Town Council held their regular meeting on Wednesday, May 18.
The town of Carlyle has been designated as eligible for the Provincial Disaster Assistance Program. Letters were to be mailed out to Carlyle community members on May 20. "The program provides financial assistance in specific circumstances where there has been a natural disaster such as flooding, tornados, plow winds, and severe weather. The program provides assistance to eligible claimants in a municipality that has been designated, as a result of substantial loss or damage caused by a natural disaster to uninsurable, essential property." The program requires an application from the municipality affected in order for residents to be eligible. The Town of Carlyle applied for this program due to the damage created by spring run-off. The town is also looking at applying for program assistance as a result of damage resulting from the blizzard storm that took place during the last weekend in April.
An information session for property owners was held on May 26. The purpose of the meeting was to provide program criteria to those individuals that may have experienced uninsurable loss from the natural disaster. A claims centre was held May 27, at the Royal Canadian Legion (318 Main Street) in Lampman. Staff were available to assist ratepayers with applications and to answer questions.
Council is continuing to address issues related to the spring runoff in Carlyle. The manhole on Carlyle Avenue continues to be pumped twice a day. After discussions, it was determined that action was required to ensure the manhole was covered when the sewer was not being pumped. This safety hazard was of concern to Council, and a request was sent to the individuals hired for the pumping.
Discussions regarding the streets in Carlyle also occurred. Town workers have been asked to compile a list of streets that require repair. The town has gravel ordered to place in some of the locations. Further discussion on whether this was the year to fix the streets took place. This questioning stems from the wetness of the subsurface. Council continues to discuss its options.
Council is attempting to divert sewage of the Carlyle Avenue trunk directly to the lagoon to relieve the existing system and sewage works. Letters have been sent out to those taxpayers that would be affected.
Representatives from Red Coat Waste Authority were on hand to talk about the landfill. Due to new landfill regulations coming into effect in the fall, there was discussion as to what would be done with the current site. If there is no one interested in the landfill, Red Coat Waste Authority will decommission the site. The council will be making a final decision on this and forwarding it to the authority.
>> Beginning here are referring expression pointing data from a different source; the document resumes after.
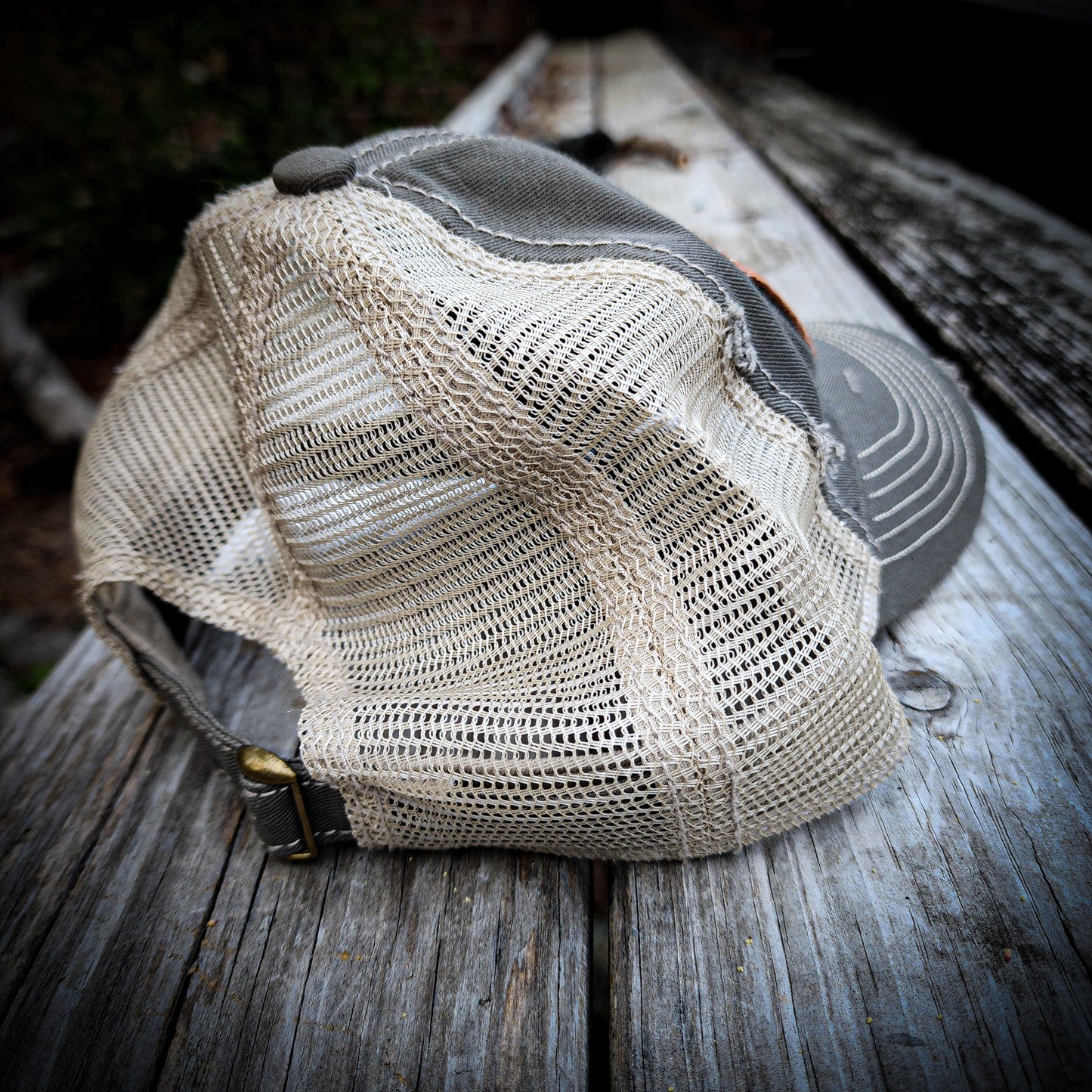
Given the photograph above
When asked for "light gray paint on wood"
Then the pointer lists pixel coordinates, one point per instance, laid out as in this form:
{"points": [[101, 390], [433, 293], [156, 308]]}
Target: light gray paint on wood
{"points": [[1003, 283], [763, 970]]}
The town has received a grant of $500 for the Boogie Fest fireworks.
Numerous discussions focused on the town's phase three development. The talk particially stems from the fact that recreational groups are outgrowing the available area in Lions Park. Discussion regarding the future development of ball diamonds took place. Council will collaborate with the Minor Ball organization to determine what is required for this.
The City of Weyburn sent a letter regarding a workshop being held on regional collaboration. One council member and the mayor will be in attendance.
G.F.K. High School will hold its graduation on June 18. Someone from the council will be on hand to present the scholarship. The $500 scholarship is granted to a student that shows volunteerism and community spirit. The recipient of this award is selected by personnel at G.F.K.
The town has not received an official date for the completion of the Water Treatment Plant. That being said, a tentative date for the ribbon-cutting ceremony has been decided upon as July 15. Council is hopeful that the work will be completed by this date.